I am an identical twin. I weighed about three pounds at birth, my brother weighing five. Together, we constituted the birth weight of an average child. I was sickly, hemorrhaging in the brain and suffering with a heart murmur, so despite coming first in the birth order, I would not be home for another two weeks. The doctors found that some of my complications in birth came from malnutrition as a result of twin-to-twin transfusion: my brother was draining me of my nutrients. From that moment on, I was always a bit stunted, always weight class below him when we wrestled, always a few inches shorter, always a bit more sickly. We had times of resonance, freakishly speaking at the same time saying the same thing in debate tournaments, where we were partners, or accidentally dressing the same without meaning to. Despite those brief moments of overlap, though, we were always just off, similar, but not congruent.
Dead Ringers hyperbolizes these moments of symmetry and difference. Beverly and Elliot (both played to perfection by the lovely Jeremy Irons) embody this leading and lagging fraternity in a perverse thriller that you have to see to believe. It has all of Cronenberg’s most notable traits: body horror, fetishism, and an unparalleled mise-en-scène that draws you into the mutant worlds and pathological minds of the characters in the film. A bit uneven at times, slogging in its back half, the film is somewhat lower on the totem pole of David Cronenberg’s work, but it’s an alluring and upsetting watch to add to your October horror rotation.
The film opens with one of the best expository scenes I’ve ever seen. Over black, we see the time and location of the twins as young children, opening with them very scientifically discussing sex. Fish have it differently because they live underwater, one explains to the other, the other preferring it that way as you don’t have to touch another person to do it. The conversation is quite clinical, unsettling out of the mouths of babes, but plainly a mark of their precocity more than anything else. Not a moment later do the twins collude: “Are you thinking what I’m thinking?” It’s something I’ve said to my own twin many times, our adolescence spent playing tricks on our teachers by pretending to be the other in class. Of course, what follows is decidedly less innocuous, the twins approaching a girl their age and asking her to have sex with them both in their bathtub as “an experiment.” She understandably responds in shock and threatens to tell her father, but not before responding with a street-smart that contrasts their veneer of scholarly interest: “Fuck off you freaks… Besides, I know for a fact you don’t even know what fuck is!” The whole sequence is less than three minutes but clearly establishes our characters’ relationship with each other, aptitude for all things biological, the perverse way in which they use it.
The film quickly hits its stride with the two precocious scientists subbing in for each other to maximize the use of their time, this questionable act becoming especially upsetting when used for its sexual component as Elliot passes women off to the meek Beverly.
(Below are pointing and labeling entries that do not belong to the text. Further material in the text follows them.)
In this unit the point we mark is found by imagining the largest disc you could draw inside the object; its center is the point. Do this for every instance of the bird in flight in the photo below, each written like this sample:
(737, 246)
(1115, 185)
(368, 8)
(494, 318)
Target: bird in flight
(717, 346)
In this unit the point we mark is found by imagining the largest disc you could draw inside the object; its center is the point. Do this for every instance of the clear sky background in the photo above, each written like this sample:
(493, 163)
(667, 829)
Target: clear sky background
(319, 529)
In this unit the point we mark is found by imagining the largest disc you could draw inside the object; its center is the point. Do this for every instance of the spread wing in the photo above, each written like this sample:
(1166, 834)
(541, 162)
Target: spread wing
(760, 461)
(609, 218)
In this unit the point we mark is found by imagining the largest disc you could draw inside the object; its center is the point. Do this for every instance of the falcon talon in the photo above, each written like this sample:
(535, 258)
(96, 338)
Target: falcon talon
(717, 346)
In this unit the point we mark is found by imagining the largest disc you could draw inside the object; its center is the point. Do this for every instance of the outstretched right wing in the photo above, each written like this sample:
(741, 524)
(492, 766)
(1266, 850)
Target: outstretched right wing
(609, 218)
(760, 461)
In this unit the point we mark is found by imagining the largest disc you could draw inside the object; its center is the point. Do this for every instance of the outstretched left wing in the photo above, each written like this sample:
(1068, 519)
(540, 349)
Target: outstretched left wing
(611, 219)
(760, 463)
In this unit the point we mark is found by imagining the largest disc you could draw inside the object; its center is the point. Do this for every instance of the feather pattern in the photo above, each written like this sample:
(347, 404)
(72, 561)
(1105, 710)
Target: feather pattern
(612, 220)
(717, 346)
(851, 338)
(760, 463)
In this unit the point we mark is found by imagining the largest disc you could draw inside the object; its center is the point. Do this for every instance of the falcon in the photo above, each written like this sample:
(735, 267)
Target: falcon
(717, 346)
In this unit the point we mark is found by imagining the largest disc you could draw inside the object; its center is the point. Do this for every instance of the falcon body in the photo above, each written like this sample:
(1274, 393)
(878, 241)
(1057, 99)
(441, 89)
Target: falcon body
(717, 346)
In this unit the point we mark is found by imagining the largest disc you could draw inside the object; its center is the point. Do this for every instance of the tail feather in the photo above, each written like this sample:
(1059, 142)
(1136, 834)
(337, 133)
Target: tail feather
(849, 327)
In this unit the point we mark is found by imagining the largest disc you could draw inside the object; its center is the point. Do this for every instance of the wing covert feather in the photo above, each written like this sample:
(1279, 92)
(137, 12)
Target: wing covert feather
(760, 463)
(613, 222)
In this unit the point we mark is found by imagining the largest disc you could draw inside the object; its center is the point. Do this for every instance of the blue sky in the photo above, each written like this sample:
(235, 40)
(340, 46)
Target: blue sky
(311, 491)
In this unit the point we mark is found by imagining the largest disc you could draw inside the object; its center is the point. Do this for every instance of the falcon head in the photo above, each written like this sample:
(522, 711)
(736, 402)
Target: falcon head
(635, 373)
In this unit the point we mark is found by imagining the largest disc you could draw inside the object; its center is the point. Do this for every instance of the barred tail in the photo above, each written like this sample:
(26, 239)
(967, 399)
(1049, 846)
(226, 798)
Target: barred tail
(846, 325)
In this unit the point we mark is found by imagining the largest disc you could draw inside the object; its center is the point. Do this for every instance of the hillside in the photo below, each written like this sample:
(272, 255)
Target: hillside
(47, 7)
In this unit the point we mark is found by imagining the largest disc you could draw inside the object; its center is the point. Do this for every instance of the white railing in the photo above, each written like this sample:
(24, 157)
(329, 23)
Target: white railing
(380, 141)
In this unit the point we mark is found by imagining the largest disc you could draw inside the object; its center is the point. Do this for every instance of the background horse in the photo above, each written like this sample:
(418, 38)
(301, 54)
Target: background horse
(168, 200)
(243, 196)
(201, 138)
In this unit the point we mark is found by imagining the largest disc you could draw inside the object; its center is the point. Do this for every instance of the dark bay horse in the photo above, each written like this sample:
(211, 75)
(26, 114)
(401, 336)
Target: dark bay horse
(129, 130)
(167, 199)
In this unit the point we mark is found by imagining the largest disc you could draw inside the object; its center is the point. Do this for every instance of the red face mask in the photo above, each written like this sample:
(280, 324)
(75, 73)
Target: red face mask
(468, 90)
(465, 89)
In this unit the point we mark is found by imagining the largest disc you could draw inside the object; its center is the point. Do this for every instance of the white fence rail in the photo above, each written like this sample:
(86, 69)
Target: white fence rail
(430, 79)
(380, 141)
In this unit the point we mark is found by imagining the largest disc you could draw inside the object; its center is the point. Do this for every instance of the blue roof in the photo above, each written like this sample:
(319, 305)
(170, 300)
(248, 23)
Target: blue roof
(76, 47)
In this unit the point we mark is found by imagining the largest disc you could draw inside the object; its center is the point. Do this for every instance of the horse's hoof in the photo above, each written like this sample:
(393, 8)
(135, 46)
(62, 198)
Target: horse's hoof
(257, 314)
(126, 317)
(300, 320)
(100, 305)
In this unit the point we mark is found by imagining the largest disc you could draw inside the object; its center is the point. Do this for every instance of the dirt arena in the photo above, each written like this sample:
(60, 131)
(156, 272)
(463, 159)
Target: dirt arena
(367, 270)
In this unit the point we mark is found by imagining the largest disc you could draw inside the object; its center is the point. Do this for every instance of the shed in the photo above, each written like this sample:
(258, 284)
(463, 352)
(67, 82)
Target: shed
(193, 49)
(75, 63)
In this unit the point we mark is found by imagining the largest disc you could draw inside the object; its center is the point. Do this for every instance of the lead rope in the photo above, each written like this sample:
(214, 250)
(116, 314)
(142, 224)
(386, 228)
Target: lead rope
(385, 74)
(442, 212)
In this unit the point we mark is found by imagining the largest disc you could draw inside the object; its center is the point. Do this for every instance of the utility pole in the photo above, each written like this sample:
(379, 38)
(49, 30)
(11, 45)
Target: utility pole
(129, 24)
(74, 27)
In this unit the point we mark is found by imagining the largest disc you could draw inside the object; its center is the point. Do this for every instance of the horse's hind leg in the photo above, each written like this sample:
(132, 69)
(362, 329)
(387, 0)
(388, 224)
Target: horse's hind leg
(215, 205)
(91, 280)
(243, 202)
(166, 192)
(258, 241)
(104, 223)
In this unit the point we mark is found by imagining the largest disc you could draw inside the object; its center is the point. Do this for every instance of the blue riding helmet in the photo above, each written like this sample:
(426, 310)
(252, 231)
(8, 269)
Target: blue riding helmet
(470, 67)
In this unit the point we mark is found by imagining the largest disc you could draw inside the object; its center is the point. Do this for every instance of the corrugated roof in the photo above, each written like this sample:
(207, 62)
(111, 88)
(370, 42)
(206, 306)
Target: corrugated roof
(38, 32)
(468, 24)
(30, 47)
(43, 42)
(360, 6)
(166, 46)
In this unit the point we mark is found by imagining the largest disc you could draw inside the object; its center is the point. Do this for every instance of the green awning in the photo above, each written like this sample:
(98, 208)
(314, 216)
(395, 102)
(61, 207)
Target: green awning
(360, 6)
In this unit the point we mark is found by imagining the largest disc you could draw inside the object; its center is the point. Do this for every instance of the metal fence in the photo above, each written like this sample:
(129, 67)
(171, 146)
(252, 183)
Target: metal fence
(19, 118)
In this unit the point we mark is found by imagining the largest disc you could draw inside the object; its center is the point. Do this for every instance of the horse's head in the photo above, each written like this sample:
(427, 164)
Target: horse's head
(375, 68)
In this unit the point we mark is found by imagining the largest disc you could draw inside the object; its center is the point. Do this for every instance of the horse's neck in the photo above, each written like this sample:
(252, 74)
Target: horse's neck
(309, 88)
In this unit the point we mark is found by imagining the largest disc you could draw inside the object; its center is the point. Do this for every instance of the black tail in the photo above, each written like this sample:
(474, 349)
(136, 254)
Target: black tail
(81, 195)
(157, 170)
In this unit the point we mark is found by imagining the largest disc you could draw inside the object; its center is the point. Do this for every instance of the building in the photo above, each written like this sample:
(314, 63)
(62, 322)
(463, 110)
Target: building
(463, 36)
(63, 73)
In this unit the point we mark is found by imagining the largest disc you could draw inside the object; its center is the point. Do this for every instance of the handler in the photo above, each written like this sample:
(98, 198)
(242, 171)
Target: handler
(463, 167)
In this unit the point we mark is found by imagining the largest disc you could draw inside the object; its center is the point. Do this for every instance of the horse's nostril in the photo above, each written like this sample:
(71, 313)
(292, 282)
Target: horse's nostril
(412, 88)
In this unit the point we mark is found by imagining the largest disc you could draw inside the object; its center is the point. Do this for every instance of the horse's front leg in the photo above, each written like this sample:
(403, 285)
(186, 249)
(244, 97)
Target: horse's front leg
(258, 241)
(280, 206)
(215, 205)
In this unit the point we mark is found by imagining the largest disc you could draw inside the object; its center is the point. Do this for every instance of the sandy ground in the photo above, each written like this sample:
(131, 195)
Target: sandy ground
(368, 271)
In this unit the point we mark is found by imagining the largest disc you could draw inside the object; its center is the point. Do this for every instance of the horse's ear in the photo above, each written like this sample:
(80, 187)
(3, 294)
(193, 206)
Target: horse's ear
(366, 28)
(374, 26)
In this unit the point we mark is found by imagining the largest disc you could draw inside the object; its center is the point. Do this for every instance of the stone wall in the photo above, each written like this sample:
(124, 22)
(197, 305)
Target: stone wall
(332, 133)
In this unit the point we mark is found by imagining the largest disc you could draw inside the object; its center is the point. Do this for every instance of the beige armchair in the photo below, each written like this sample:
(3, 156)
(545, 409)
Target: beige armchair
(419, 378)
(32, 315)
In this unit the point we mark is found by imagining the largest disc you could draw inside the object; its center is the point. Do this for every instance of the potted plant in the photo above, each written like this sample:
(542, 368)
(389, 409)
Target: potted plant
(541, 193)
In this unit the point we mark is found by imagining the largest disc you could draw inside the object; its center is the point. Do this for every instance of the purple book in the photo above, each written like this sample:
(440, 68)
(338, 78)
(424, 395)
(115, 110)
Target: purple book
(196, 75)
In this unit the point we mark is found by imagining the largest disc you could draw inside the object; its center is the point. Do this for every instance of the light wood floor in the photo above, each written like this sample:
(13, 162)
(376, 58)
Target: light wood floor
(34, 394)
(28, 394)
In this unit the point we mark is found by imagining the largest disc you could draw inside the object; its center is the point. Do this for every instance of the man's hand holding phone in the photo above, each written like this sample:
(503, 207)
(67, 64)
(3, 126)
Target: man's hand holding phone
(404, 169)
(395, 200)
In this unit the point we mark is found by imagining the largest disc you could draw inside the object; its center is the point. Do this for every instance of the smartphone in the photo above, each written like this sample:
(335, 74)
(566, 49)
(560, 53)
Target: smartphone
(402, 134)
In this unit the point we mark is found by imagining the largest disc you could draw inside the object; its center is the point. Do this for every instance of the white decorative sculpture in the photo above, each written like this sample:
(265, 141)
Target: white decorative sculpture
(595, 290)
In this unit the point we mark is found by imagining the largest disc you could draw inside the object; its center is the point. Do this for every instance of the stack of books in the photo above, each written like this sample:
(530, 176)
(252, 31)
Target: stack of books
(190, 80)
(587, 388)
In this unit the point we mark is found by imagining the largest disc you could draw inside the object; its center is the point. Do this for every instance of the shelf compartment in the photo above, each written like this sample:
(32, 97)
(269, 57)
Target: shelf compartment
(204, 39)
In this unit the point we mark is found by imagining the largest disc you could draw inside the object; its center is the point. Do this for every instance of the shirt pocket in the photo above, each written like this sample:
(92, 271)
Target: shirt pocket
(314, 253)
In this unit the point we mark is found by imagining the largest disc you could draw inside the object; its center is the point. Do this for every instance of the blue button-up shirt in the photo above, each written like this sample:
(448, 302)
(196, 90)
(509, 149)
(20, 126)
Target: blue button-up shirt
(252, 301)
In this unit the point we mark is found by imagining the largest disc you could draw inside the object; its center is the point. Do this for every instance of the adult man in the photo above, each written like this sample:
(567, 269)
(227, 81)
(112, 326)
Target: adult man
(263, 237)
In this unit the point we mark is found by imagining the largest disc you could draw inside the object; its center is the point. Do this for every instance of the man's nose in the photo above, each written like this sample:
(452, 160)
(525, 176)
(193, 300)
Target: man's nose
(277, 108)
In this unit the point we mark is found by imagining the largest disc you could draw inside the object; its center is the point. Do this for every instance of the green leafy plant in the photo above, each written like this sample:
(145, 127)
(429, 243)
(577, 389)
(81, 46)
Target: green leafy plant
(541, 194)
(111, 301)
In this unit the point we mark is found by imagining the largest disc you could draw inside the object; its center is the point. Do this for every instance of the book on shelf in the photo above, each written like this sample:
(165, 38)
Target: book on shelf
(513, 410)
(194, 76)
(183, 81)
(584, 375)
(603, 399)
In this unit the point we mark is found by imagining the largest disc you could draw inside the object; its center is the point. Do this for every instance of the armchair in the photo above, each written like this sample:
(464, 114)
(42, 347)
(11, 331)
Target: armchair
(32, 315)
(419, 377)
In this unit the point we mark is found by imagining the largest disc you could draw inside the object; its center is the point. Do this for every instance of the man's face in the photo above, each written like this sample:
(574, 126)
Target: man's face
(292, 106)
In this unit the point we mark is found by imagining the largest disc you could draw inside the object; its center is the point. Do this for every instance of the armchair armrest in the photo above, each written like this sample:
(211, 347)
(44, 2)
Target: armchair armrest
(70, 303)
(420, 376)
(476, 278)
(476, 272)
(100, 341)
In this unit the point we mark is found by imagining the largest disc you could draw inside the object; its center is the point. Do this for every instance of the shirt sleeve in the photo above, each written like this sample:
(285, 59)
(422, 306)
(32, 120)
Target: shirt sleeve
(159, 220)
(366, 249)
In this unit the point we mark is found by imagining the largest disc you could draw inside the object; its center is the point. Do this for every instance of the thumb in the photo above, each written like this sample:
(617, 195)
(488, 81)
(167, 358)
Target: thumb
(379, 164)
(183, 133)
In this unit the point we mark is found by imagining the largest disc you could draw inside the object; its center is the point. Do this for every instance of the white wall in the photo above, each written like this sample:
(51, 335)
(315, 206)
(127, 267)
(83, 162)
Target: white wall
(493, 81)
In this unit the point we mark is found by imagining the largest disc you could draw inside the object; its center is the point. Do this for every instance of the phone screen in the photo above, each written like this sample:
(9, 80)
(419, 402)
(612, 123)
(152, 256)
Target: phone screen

An archetypal virgin and Chad meme if there ever was one, the contours of their difference begin here, the film presenting Beverly in bookish glasses and non-threatening sweater/button-down combinations that starkly contrast Elliot’s proto-Patrick Bateman suits (Will Graham and Hannibal Lecter’s respective wardrobes in Bryan Fuller’s Hannibal certainly find touchstones here). The film’s unsettling atmosphere continues pretty constantly for a while until Beverly’s depressive state sees him go the way of Sheriff Truman in season two of Twin Peaks, killing the film’s momentum for a few beats, but setting up the fascinating disequilibrium between the twins that ushers in the third act. Stay for Irons’ unsettling performance(s), some nightmarish surgical garb that resembles some kind of occult ritual more than actual medical procedures, and one of Cronenberg’s purest images of fetishism in the form of Beverly’s made-to-measure, unsettling gynecological tools, a simple use of a phallic image to respond in kind for Beverly’s sense of emasculation and castration fears.
The film’s minor pacing problems aside, it’s really a treat. It’s perversion manifested in a cinematic space, the grotesque unconscious made visible through a dream screen that uses the horror/thriller genre’s conventions to discuss taboo topics, from quasi-incestuous pairings to medical fetishism. Put simply, the vibes are off, and the film offers a hole in the wall that puts on display all kinds of nasty thoughts. The film is at once erotic and contemptible, using visual spectacle in the mise-en-scène and striking imagery to seduce while the narrative’s sexual neuroses and unhealthy twin dynamic repulse. Forget about The Shining or Sisters for your twinsploitation horror this October; Dead Ringers doubles down on the subject with a clarity of perspective that milks the image of identical twins for all its strangeness while still giving it the gravity it deserves.